Insolvency and Bankruptcy Code (IBC) 2016
- The Insolvency and Bankruptcy Code, 2016(IBC) is an Indian law which creates a consolidated framework that governs insolvency and bankruptcy proceedings for companies, partnership firms, and individuals.
Key provisions under the act:
Insolvency Resolution:
- The Code outlines separate insolvency resolution processes for individuals, companies and partnership firms.
- The process may be initiated by either the debtor or the creditors.
- A maximum time limit, for completion of the insolvency resolution process, has been set for corporates and individuals.
- For companies, the process will have to be completed in 180 days, which may be extended by 90 days, if a majority of the creditors agree.
- For start ups (other than partnership firms), small companies and other companies (with asset less than Rs. 1 crore), resolution process would be completed within 90 days of initiation of request which may be extended by 45 days.
- The Insolvency and Bankruptcy Code (Amendment) Act, 2019 has increased the mandatory upper Time limit of 330 days including time spent in legal process to complete resolution process.
Insolvency regulator:
- The Code establishes the Insolvency and bankruptcy Board of India. to oversee the insolvency proceedings in the country and regulate the entities registered under it.
- The Board will have 10 members, including representatives from the Ministries of Finance and Law, and the Reserve Bank of India.
Insolvency professionals:
- The insolvency process will be managed by licensed professionals.
- These professionals will also control the assets of the debtor during the insolvency process.
Bankruptcy and Insolvency Adjudicator:
- The Code proposes two separate tribunals to oversee the process of insolvency resolution, for individuals and companies:
- The National Company Law Tribunal for Companies and Limited Liability Partnership firms; and
- (ii) the Debt Recovery Tribunal for individuals and partnerships.
Procedure and Time Limit:
Time Limit:
- The IBC envisions that the entire CIRP process must take place within 180 days of the admission of the application.
- A CIRP must be mandatorily completed within 330 days, including any extension or litigation period.
Initiating the CIRP:
- In the case of a corporate debtor, an application for insolvency proceedings must be submitted to the Adjudicating Authority (AA), which is the NCLT.
- The application may be filed by a financial creditor (Section 7), an operational creditor (Section 9), or the corporate debtor (Section 10) itself.
- Section 11 enumerates the persons not entitled to make an application, such as corporate debtor who was in a CIRP at the time of the application, or had been in one recently.
- The maximum time allowed to consider the application is 14 days.
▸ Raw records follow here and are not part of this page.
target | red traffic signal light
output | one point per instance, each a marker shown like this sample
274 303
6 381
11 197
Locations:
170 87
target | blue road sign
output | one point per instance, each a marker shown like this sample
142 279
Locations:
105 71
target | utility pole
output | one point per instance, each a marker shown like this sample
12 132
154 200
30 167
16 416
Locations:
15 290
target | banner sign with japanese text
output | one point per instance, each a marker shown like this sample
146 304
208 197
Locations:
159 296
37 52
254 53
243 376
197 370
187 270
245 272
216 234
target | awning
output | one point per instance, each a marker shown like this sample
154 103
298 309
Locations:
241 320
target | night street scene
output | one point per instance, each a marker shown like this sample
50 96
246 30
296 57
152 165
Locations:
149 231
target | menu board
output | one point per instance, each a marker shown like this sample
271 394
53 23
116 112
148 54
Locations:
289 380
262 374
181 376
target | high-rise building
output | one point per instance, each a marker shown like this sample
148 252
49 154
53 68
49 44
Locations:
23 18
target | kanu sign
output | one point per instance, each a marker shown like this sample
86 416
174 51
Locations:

- If the application is allowed, the AA:
- (i) declares a moratorium;
- (ii) causes a public announcement of the CIRP process and calls for the submission of claims; and
- (iii) appoints an Interim Resolution Professional (IRP).
- 2017 Amendment prohibits certain persons from submitting a resolution plan in case of defaults.
- These include: (i) wilful defaulters, (ii) promoters or management of the company if it has an outstanding non-performing debt for over a year, and (iii) disqualified directors, among others.
- Further, it bars the sale of property of a defaulter to such persons during liquidation.